Image of the bullwhip effect in the electronics industry

Source: Flex

Torrel, who also worked at global distributor Avnet Inc., consulted peers, academics, market research firms, industry trade associations, component makers, distributors and other stakeholders in the electronics supply chain. Unsurprisingly, many companies asked: “How does [True Demand] benefit me?” Electronics distributors, in part, exist to manage customers’ upside and downside forecasts. One ECIA attendee expressed concern regarding the future of the distribution industry; other companies have declined to comment citing their business relationships with Flex.

Augmenting supply chain data

“True Demand’s model is to augment, rather than replace, the supply chain ecosystem,” Torrel explained. During the shortage companies were focused on their own supplies and operations. But double ordering, the open market and other practices to secure supply impact the entire industry.

“Over the past year, if think about the broker base, exorbitant prices are being charged by brokers and the reality is that they’re still getting their hands on the parts,” she said. “We need that inventory to keep our lines running.” Orders have constantly been expedited, which adds to costs.

Through True Demand, companies would input data that’s protected by the ITP. Macro information – such as industries that are growing or contracting, would also be analyzed. Torrel used the example of smart meters, an industry that’s forecast to grow by 20 percent. The four biggest players in that market use that 20 percent to estimate growth for their companies. Their demand is based on that forecast.

“Historically that’s been acceptable,” Torrel noted. “We know those demand signals are reverberating in the system.

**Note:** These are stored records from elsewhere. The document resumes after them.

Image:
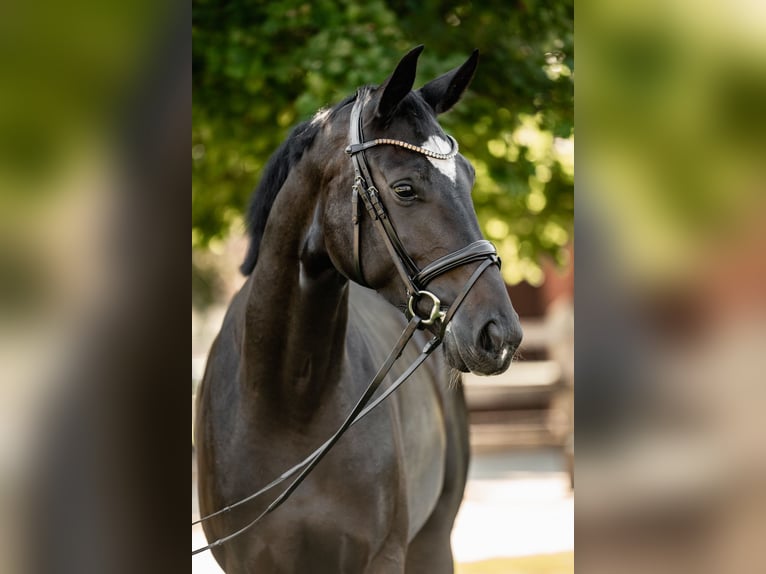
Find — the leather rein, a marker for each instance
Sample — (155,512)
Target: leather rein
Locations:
(415,281)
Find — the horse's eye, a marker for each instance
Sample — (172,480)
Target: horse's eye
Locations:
(404,191)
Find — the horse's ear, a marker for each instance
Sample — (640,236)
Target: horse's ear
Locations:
(444,92)
(398,84)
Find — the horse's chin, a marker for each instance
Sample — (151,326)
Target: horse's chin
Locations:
(454,359)
(465,359)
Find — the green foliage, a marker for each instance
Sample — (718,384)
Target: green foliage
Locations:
(261,67)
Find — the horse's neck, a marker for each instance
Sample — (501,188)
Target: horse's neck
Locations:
(296,309)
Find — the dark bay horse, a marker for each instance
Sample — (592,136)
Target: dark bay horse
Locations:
(303,337)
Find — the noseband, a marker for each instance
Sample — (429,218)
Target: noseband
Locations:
(415,280)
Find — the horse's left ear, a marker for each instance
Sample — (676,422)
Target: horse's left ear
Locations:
(398,84)
(444,92)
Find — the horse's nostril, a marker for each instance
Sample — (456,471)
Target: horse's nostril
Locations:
(491,338)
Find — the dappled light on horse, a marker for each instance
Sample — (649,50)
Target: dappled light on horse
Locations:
(365,256)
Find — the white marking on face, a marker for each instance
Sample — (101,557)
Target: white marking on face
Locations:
(441,145)
(321,116)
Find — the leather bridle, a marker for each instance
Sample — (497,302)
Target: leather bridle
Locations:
(415,281)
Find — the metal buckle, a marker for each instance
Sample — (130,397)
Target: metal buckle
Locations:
(436,311)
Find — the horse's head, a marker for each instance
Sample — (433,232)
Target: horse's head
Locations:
(428,202)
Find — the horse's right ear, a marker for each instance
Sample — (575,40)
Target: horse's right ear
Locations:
(398,84)
(444,92)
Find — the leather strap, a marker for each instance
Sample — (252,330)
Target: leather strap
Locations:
(476,251)
(357,413)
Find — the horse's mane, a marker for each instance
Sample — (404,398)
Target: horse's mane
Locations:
(288,154)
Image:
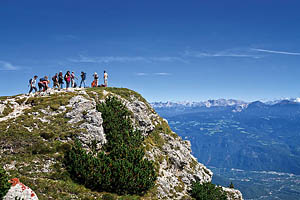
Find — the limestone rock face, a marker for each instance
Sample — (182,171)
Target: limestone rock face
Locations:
(19,191)
(177,168)
(143,115)
(233,194)
(84,110)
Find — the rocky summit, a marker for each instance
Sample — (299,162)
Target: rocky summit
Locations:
(36,131)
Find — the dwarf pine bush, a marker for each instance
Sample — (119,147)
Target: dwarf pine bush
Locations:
(207,191)
(121,167)
(4,184)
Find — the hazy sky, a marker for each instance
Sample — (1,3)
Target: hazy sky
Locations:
(165,50)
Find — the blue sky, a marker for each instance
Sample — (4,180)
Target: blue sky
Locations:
(166,50)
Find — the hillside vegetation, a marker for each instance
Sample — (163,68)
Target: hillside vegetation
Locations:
(97,143)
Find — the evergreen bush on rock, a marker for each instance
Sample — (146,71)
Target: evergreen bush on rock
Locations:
(120,167)
(207,191)
(4,184)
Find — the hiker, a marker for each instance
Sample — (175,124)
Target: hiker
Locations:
(32,83)
(43,84)
(67,79)
(60,80)
(95,82)
(55,81)
(83,77)
(73,82)
(105,76)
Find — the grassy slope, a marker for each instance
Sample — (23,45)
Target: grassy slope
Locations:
(37,156)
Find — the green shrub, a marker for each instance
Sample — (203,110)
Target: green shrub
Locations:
(4,184)
(121,167)
(207,191)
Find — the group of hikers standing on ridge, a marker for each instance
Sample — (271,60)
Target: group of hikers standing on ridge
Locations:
(69,78)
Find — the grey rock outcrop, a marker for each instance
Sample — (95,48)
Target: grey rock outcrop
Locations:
(83,111)
(178,168)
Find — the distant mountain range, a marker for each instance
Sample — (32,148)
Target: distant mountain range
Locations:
(174,108)
(236,134)
(232,134)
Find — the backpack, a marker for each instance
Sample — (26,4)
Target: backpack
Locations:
(83,76)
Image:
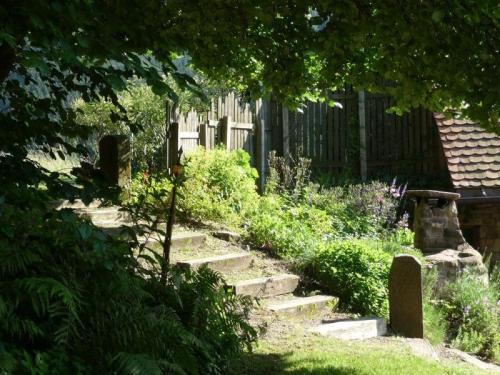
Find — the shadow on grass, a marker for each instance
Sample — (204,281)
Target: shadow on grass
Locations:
(274,364)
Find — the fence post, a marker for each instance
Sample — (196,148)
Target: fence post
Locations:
(286,134)
(261,115)
(226,131)
(362,135)
(203,135)
(173,143)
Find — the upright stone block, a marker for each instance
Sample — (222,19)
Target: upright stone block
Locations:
(405,296)
(115,159)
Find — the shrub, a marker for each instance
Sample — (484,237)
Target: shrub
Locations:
(357,271)
(472,310)
(73,300)
(290,231)
(357,210)
(221,186)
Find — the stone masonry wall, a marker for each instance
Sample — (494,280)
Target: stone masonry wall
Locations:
(487,217)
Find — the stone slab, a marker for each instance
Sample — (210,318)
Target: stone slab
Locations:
(222,263)
(358,329)
(266,286)
(105,215)
(183,240)
(227,235)
(405,296)
(301,305)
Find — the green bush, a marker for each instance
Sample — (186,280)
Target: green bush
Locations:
(472,310)
(357,271)
(290,231)
(220,186)
(357,210)
(73,300)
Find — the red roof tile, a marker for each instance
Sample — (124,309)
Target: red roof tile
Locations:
(472,154)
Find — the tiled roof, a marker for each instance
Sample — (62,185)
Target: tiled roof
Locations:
(472,154)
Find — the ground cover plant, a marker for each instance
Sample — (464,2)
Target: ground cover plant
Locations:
(472,310)
(220,187)
(74,300)
(343,238)
(297,354)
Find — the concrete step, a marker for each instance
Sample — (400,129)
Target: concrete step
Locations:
(181,241)
(77,204)
(266,286)
(303,305)
(106,216)
(221,263)
(357,329)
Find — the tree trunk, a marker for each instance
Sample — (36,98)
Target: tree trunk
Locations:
(7,59)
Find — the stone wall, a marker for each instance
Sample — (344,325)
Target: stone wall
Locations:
(484,219)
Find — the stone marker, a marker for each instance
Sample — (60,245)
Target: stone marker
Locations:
(405,296)
(115,159)
(438,236)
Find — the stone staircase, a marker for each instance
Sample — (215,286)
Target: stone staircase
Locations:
(248,273)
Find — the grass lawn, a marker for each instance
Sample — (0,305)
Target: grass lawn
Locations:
(308,354)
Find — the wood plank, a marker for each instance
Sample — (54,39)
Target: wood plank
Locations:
(189,135)
(242,125)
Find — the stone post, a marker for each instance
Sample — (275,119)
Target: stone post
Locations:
(438,235)
(115,159)
(405,296)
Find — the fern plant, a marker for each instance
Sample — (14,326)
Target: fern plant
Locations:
(74,300)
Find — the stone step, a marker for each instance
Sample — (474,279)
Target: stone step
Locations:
(181,241)
(358,329)
(221,263)
(77,204)
(106,216)
(303,305)
(266,286)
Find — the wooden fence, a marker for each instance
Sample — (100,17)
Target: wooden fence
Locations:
(232,121)
(356,137)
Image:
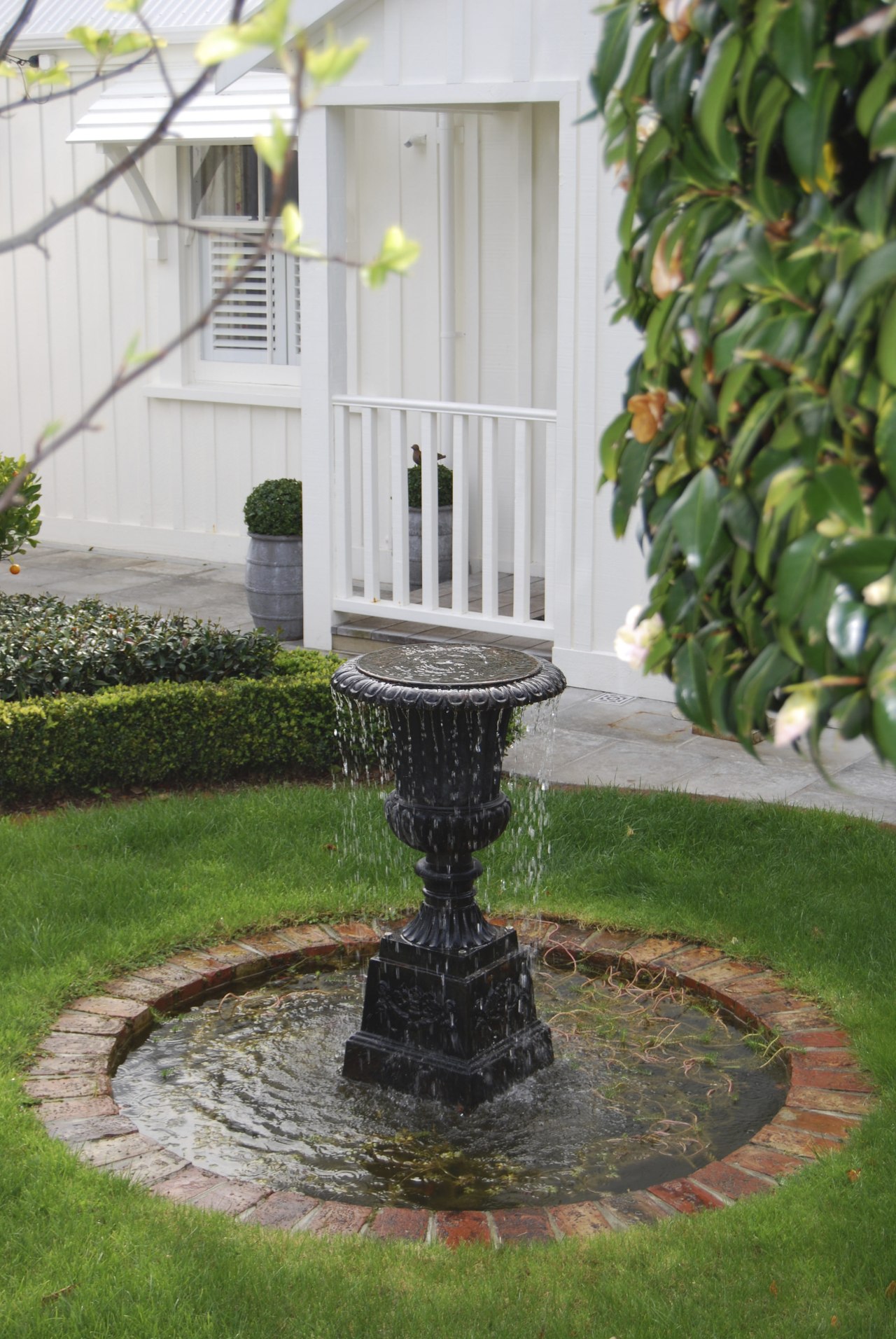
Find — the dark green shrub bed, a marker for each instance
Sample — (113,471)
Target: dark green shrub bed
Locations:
(48,647)
(142,735)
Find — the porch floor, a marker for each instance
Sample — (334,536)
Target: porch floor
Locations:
(602,738)
(363,632)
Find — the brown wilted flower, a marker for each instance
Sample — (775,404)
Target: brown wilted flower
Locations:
(678,16)
(666,274)
(648,410)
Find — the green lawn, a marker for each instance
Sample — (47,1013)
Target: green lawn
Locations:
(88,892)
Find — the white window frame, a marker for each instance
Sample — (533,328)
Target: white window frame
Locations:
(196,292)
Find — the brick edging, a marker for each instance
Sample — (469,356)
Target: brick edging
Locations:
(70,1086)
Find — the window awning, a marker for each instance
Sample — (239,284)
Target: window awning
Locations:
(233,117)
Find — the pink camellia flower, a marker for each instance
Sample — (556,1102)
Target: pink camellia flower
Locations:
(796,718)
(635,639)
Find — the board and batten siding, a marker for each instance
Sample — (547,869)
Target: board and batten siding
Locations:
(160,476)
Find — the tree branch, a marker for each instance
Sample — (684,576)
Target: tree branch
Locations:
(127,374)
(55,91)
(32,236)
(15,27)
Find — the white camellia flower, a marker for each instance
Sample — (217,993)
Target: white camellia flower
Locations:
(883,591)
(796,718)
(635,639)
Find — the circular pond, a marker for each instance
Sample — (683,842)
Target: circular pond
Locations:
(648,1085)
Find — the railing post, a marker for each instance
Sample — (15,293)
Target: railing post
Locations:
(401,592)
(461,517)
(489,517)
(322,172)
(522,520)
(430,515)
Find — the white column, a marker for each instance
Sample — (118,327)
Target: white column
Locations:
(322,197)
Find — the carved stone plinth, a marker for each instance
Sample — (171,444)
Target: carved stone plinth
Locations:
(458,1026)
(449,1007)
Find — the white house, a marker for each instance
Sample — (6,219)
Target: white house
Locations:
(461,122)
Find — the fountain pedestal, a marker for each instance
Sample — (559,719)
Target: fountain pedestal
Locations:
(449,1008)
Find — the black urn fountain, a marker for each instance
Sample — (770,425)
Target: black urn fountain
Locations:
(449,1008)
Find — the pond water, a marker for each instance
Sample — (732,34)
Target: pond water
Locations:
(648,1085)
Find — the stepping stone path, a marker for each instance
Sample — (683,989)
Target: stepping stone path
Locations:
(70,1085)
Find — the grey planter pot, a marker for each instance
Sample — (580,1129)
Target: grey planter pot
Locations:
(416,546)
(274,584)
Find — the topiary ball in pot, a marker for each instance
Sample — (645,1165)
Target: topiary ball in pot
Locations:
(416,524)
(274,575)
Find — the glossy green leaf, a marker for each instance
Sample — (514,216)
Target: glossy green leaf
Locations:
(692,687)
(847,624)
(862,562)
(611,53)
(696,520)
(750,702)
(797,571)
(713,97)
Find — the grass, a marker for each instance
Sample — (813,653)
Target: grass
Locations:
(88,892)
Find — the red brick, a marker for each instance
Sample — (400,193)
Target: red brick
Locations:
(311,941)
(752,1157)
(784,1020)
(118,1149)
(77,1046)
(92,1128)
(523,1226)
(457,1227)
(401,1224)
(85,1085)
(186,1184)
(828,1099)
(74,1108)
(648,950)
(335,1219)
(110,1007)
(281,1209)
(607,944)
(629,1211)
(729,1181)
(139,990)
(354,934)
(92,1025)
(148,1168)
(793,1141)
(843,1081)
(685,959)
(274,947)
(813,1123)
(722,973)
(230,1196)
(69,1066)
(580,1220)
(685,1196)
(818,1039)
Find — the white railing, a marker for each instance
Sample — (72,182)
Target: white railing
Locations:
(504,465)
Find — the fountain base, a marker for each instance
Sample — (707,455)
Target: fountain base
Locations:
(458,1026)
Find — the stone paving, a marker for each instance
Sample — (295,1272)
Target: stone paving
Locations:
(635,744)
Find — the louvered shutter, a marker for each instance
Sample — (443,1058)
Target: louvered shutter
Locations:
(259,320)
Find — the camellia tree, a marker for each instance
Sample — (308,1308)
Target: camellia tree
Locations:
(757,144)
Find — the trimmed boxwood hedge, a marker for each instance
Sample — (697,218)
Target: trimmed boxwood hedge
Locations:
(170,731)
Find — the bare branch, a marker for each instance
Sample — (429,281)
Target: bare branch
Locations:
(76,89)
(31,236)
(127,374)
(16,26)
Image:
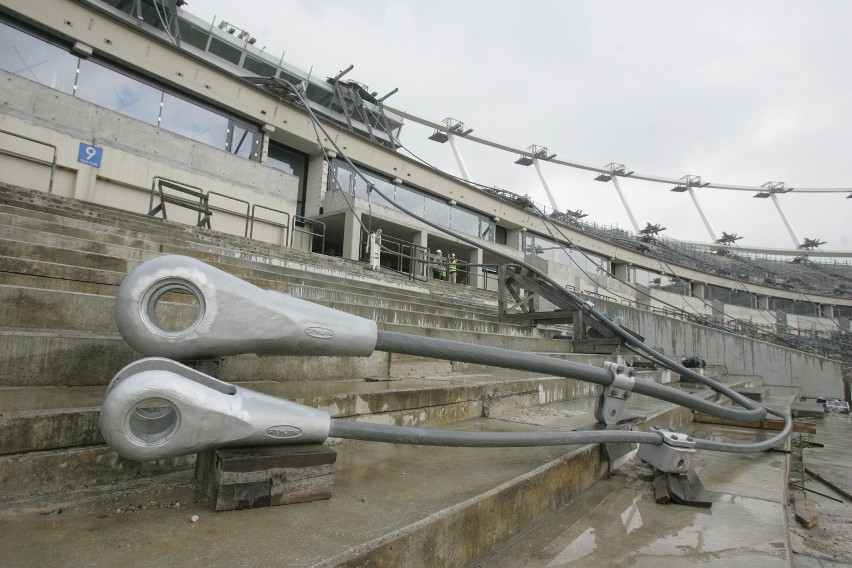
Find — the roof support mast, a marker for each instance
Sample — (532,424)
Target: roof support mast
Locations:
(452,128)
(687,183)
(772,189)
(616,170)
(532,157)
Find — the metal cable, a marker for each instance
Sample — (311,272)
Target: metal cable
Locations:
(370,432)
(493,356)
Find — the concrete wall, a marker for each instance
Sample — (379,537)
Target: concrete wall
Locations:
(779,366)
(133,154)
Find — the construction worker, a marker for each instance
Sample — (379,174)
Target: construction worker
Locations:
(439,271)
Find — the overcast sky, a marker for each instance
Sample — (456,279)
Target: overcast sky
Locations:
(738,92)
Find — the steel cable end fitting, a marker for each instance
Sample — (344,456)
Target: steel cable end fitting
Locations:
(156,408)
(674,455)
(611,398)
(182,308)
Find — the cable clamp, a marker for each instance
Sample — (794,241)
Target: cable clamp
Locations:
(674,455)
(611,398)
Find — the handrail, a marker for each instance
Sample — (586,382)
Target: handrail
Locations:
(305,221)
(202,207)
(30,158)
(221,210)
(285,225)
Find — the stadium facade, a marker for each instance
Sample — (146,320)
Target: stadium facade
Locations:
(139,105)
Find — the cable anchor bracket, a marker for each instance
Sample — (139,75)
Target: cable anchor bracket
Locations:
(611,398)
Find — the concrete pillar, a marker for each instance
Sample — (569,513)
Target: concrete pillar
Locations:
(84,183)
(515,238)
(475,277)
(718,311)
(421,239)
(780,321)
(620,270)
(351,236)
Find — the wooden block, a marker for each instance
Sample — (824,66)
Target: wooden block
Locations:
(661,490)
(806,512)
(246,478)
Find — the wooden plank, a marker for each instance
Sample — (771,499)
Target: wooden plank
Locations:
(661,490)
(767,424)
(247,478)
(806,512)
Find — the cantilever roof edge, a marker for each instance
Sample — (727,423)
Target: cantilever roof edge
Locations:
(599,169)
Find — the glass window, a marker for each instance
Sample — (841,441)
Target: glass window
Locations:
(34,59)
(107,88)
(344,180)
(501,235)
(387,189)
(244,142)
(192,121)
(193,35)
(225,50)
(293,163)
(361,188)
(410,200)
(464,221)
(258,67)
(437,212)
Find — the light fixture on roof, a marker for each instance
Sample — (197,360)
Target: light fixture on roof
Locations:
(439,136)
(452,127)
(689,181)
(534,153)
(771,188)
(613,169)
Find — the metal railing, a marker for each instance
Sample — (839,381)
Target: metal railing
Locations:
(285,225)
(230,211)
(198,203)
(31,159)
(299,224)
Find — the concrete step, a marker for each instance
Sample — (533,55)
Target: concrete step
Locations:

The vision of True Demand is it would normalize that. It would be able to identify the type of industry and consolidated industry growth.”

The True Demand project reached out to Microsoft and found its Azure platform could manage the process and keep data secure. “We’d all continue to forecast demand like we do today, the OEM to the EMS, the EMS to the distributors or to suppliers, and suppliers would do their modeling,” said Torrel. “But in addition, we’d send those signals into the independent third party, and again, you have each part number; an OEM part number tied to a manufacturer; or a part number by product — however [companies] do the analysis.” The system would incorporate AI and machine learning.

Plans include forming a 501(c)(6) – a non-profit coalition – prior to moving to proof-of-concept. Torrel emphasized the importance of industry-wide collaboration.

“I think it’s important to remember as supply chain professionals living and working through this incredibly disruptive environment, we have an obligation to learn from each other and to look for ways in which we can work together collaboratively to drive a better future,” she concluded.